Pentecost Sunday - The Homily

Let’s look at Pentecost in the context of Jesus’ “Great Commissioning:

All authority in heaven and on earth has been given to me. 19 Therefore go and make disciples of all nations, baptizing them in the name of the Father and of the Son and of the Holy Spirit, 20 and teaching them to obey everything I have commanded you. And surely I am with you always, to the very end of the age.” Matthew 28:18-20

This reflects the journey of the Church as well as the journey of individual believes reflected in four steps:

  1. Where you were,
  2. Where you are,
  3. The Direction you are going,
  4. The Purpose of the trip

  1. Where you were.

“Be sealed with the Holy Spirit.” Remember those words? They were spoken to you by the bishop on the day of your Confirmation. What does the Catholic Church say about that phrase? In the Catechism (#1293-1297) we read:

Christ declared that He was marked with his Father’s seal. Christians are also marked with a seal. It is God who has establishes us as Christians and has commissioned us and given us his Spirit in our hearts as a guarantee. This seal of the Holy Spirit marks three items:

    1. Our total belonging to Christ,
    2. Our enrollment in his service,
    3. The promise of divine protection especially in the midst of great trials

2. Where you are

God doesn’t care if you’re a nice person. God doesn’t want you to be “nice.” God doesn’t want you to be “good.” God doesn’t want you to be “ok.” God wants you to be Holy (different, set apart). Why? Think about a what you enjoy. God want’s THAT to be bigger and brighter and deeper and juicier. Deep down we’re made for more and God made us to be hungry for more.

 

3. The Direction you’re going

Thomas Merton wrote about this seal in his book, Seeds of Contemplation:

By themselves souls have no special identity. SOULS are like wax waiting for a seal pressed upon them. Their destiny is to be softened and prepared in this life, by God’s will, to receive a seal of their own particular likeness to God - what the person was meant to be. Wax that has melted in God’s will can easily receive this stamp of its identity. Wax that is hard and dry and brittle and without love will not take the seal. The hard seal, descending upon it, grinds it to powder. Therefore if you spend your life trying to escape from the heat of the fire that is meant to soften and prepare you to become your true self, the seal will fall upon you and crush you. You will not be able to take your own true name and countenance, and you will be destroyed by events that were meant to be your fulfillment.

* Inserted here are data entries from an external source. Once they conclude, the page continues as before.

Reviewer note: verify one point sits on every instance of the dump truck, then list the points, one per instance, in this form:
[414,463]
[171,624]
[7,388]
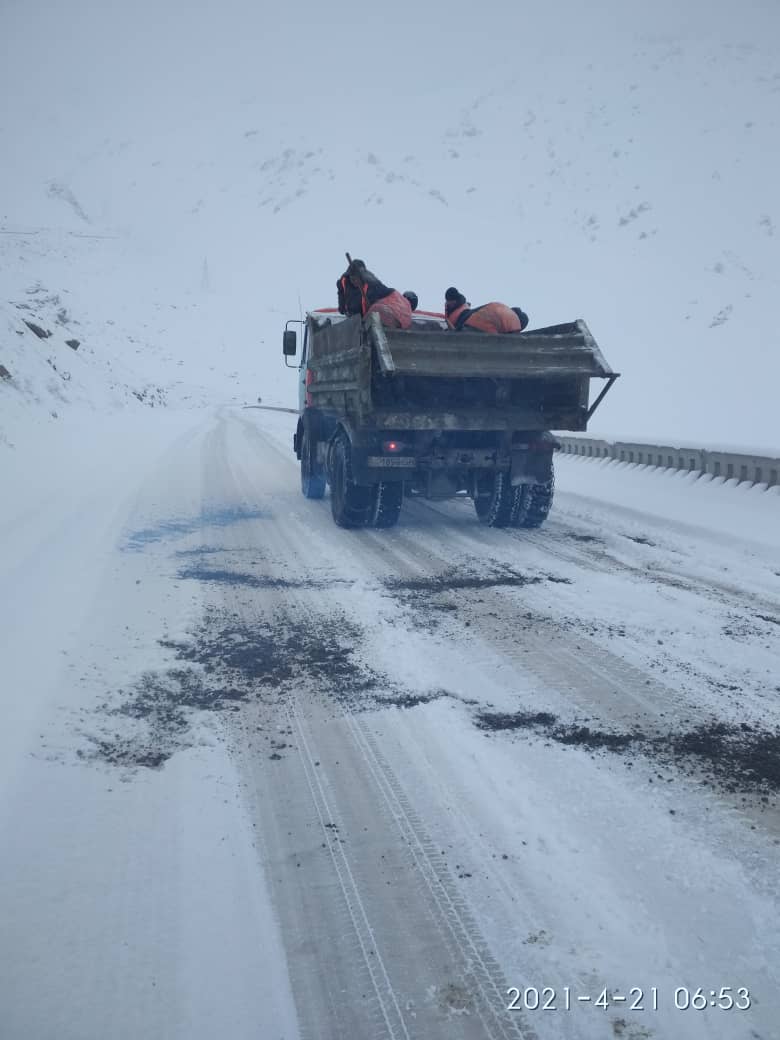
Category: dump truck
[427,412]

Remember the promise of divine protection especially in the midst of great trials.

 

4. Purpose of the trip

Sherry Widdell, from the Catherine of Siena Institute tells the story about a presentation on “fruitful discipleship” that she gave to an unusual setting of Catholic leaders. She recounted that several “leaders” came to her afterwards saying things like:

  • “I know what you are talking about” … or
  • “When I first read your book, I hated it. This stuff about discipleship, relationship, growth in spiritual maturity and charisms just didn’t make sense. But now I get it” … or
  • “I used to be like that one story you told - I just did church stuff out of obligation, without any kind of a relationship with God.”

Sherry continued:

When it came to talking about a personal relationship with a transcendent God, you could just hear the “code of silence.” Nobody asked questions about it - because nobody understood it - because so many of them didn’t even think it was possible. Almost everyone talked only in exclusively institutional terms about the Church. Hardly anyone mentioned God and relationship - and when they did it was in hushed tones to me privately. Most of those present had not read “Forming Intentional Disciples.” A number looked completely lost at sea at first but, then they started to “lean in” on the idea.

Sherry concludes by saying, “It was a good reminder for me that - not only is this where many faithful Catholics are - this is where many Catholic leaders still are as well.”

When you “lean in” - God begins to speak to you in a special language that only you can recognize and understand. Like the people mention in today’s reading from Acts, each person has a “language” that comes from the inside of who that person is - and expresses who they are. This is Merton’s “seal on melted wax.”

If you are able to listen, you can hear the voice of a loving a God telling you the characteristics of who you really are and what you were created to be. However, this is not just about you. And you were created and given a commission to go and get others - “The Great Commissioning.”

People are trying to “move from here to there” in their relationship to Christ - but they’re stuck. You’re being sent to un-stick them. People will magically appear in your life and begin to share characteristics of their God story with you. Jesuit Priest, Father John Foley, S.J. writes, “If you are able to hear, you can “listen into” these characteristics and enlist the loving knowledge of that person - even if they have no idea they are letting you in. One work of the Spirit is to listen for the “insides” of the other person and help them: recognize their own seal, understand the call of their name, realize how they are gifted by God and fulfill their mission and purpose which they received - in the fullness of the Holy Spirit - at their own Baptism and Confirmation.”